Apple launched its latest M1 chip this week and a brief overview of its security features was provided by the firm.

The tech giant that in the coming weeks it would outline the defense features of the M1. It has only shared small details for now, but it was also enough to exchange some thoughts with experts.

Apple claims the first system-on-chip (SoC) expressly developed for the Mac is the M1. The chip uses 5nm processing, has 16 billion transistors, and has an 8-core CPU and an 8-core GPU, which the company claims provides high performance without requiring a great deal of power.

Apple says the M1 chip contains the next generation Protected Enclave, a high-performance storage controller with AES encryption technology, and a hardware-verified secure boot in terms of security features.

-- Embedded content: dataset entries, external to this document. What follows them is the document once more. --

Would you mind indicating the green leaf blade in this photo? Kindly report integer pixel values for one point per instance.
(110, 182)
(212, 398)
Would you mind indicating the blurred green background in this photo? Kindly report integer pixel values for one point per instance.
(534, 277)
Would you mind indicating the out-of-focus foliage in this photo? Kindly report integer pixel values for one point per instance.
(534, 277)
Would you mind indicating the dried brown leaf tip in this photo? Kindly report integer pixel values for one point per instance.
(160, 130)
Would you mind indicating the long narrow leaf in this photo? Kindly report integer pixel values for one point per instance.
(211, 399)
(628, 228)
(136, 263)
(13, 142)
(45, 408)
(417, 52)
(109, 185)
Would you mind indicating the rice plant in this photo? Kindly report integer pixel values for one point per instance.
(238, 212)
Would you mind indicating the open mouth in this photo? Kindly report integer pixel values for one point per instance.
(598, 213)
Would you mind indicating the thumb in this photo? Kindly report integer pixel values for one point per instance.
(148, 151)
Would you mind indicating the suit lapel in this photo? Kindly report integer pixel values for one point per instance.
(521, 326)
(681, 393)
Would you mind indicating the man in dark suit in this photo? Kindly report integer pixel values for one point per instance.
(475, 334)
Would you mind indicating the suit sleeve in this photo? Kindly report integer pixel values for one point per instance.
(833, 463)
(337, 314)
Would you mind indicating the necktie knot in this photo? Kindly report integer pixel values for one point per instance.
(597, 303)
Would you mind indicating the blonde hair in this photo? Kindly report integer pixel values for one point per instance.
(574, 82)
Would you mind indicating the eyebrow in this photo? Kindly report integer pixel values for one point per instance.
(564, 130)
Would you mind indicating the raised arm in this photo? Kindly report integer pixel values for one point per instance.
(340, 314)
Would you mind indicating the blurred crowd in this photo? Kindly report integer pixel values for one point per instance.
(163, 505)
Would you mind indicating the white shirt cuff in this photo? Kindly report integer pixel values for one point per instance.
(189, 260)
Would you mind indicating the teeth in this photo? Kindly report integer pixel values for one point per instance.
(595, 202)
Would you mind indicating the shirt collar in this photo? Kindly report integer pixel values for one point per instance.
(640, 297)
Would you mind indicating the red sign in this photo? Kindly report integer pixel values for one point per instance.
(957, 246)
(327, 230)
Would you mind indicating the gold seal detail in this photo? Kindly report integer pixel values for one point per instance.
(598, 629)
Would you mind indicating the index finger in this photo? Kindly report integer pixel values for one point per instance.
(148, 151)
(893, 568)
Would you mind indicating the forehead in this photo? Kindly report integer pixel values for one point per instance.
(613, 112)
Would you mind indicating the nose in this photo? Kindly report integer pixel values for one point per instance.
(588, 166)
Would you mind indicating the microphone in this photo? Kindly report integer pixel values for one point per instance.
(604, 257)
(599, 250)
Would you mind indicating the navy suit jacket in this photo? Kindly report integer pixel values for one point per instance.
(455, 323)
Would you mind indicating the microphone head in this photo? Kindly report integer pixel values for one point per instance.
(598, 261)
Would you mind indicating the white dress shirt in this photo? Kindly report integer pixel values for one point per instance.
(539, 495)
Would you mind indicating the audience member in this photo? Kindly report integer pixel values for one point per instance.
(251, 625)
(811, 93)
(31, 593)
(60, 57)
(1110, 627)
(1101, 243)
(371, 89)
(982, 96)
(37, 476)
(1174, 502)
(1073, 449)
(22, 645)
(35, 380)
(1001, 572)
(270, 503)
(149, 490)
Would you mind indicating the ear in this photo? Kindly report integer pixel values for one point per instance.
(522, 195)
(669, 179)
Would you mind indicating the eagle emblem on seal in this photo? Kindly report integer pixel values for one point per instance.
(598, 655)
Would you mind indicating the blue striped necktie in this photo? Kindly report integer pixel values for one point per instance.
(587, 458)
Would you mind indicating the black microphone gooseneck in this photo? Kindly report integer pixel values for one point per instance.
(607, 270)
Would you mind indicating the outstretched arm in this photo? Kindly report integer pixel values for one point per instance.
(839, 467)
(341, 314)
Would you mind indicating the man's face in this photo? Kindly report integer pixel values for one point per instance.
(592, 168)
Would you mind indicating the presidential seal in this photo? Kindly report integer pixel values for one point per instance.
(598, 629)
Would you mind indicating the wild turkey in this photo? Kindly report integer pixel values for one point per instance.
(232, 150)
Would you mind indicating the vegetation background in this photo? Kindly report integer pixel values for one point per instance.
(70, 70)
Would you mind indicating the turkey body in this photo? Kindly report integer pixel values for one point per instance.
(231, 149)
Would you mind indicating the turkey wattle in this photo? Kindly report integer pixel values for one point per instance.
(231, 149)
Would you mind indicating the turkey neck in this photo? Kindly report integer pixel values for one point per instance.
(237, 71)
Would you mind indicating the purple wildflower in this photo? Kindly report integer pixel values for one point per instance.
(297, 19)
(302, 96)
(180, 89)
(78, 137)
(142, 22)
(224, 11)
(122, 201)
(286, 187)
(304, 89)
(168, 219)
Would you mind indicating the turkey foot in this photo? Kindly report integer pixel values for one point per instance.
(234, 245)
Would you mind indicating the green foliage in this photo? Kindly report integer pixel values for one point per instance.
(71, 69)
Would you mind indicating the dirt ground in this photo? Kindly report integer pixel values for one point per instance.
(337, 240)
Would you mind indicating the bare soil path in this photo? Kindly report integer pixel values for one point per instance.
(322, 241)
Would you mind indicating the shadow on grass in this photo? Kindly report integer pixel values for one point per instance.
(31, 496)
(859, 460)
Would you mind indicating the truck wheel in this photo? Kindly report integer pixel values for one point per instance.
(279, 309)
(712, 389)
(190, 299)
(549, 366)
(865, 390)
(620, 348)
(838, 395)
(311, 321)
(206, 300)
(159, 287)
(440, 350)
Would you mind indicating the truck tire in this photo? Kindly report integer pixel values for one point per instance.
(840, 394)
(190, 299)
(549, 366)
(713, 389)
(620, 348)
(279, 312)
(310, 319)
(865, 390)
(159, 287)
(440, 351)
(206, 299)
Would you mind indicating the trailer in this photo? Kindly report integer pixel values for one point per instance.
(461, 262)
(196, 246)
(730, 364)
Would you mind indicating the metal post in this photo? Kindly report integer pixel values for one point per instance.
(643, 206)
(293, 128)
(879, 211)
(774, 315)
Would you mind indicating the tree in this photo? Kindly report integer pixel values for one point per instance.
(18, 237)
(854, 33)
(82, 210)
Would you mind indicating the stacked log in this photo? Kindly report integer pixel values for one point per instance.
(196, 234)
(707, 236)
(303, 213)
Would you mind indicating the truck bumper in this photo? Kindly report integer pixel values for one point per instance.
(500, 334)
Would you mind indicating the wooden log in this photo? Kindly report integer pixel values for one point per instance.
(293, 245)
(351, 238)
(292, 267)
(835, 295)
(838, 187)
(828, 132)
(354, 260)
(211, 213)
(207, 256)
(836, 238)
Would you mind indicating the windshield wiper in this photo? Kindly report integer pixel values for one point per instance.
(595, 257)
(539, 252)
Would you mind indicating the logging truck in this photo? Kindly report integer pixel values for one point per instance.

The business says it has designed “deep into M1’s code execution infrastructure” new security safeguards.

Security researcher Daniel Gruss told that the M1 chip does not seem to contain any security breakthroughs.

Nonetheless, Gruss said The M1 is a very fascinating and cutting-edge piece of hardware based on the knowledge that has become public so far with state-of-the-art security techniques.”

Gruss is a professor at the Austria’s Scientific University of Graz. He is one of the researchers interested in the detection of Meltdown, Specter, and many other critical vulnerabilities in the processor, including the recently discovered PLATYPUS attack, which can be exploited through tracking the power usage of a processor to extract confidential data.

Jesse Michael, the principal researcher at hardware security firm Eclypsium, clarified that Apple does not have to rely on potentially broken encryption in the SSD itself by attaching its own AES encryption hardware to the storage controller and it stops the main CPU from being bogged down due to encryption duties.

“A couple of years ago, Intel introduced AES-NI instructions to speed up encryption because dedicated hardware is better than doing it only using general-purpose instructions to do the AES operations,” Michael told.

As for hardware-verified safe booting, which is intended to ensure that only Apple-signed code will run on a computer (even though an intruder has physical access), the expert pointed out that similar features have been available for a while on Apple phones and it makes sense for them to add those to their laptops and other computers.”

“Many other manufacturers have been working on adding a stable boot root of faith-based on hardware,” Michael said. Intel has the BootGuard capability to validate even the first pieces of the code that are read from the SPI flash and close one of the Intel platforms’ stable boot holes, but it is not yet implemented anywhere. BootGuard is most likely to exist, I believe, incorporate laptops.

As for the Protected Enclave, which, while the operating system has been hacked, is intended to encrypt extremely classified information the researcher observed that it is similar to Intel’s SGX code, but “Intel’s implementation is a little more common than the Apple Secure Enclave.”

Melina Richardson
Melina Richardson is a Cyber Security Enthusiast, Security Blogger, Technical Editor, Certified Ethical Hacker, Author at Cybers Guards. Previously, he worked as a security news reporter.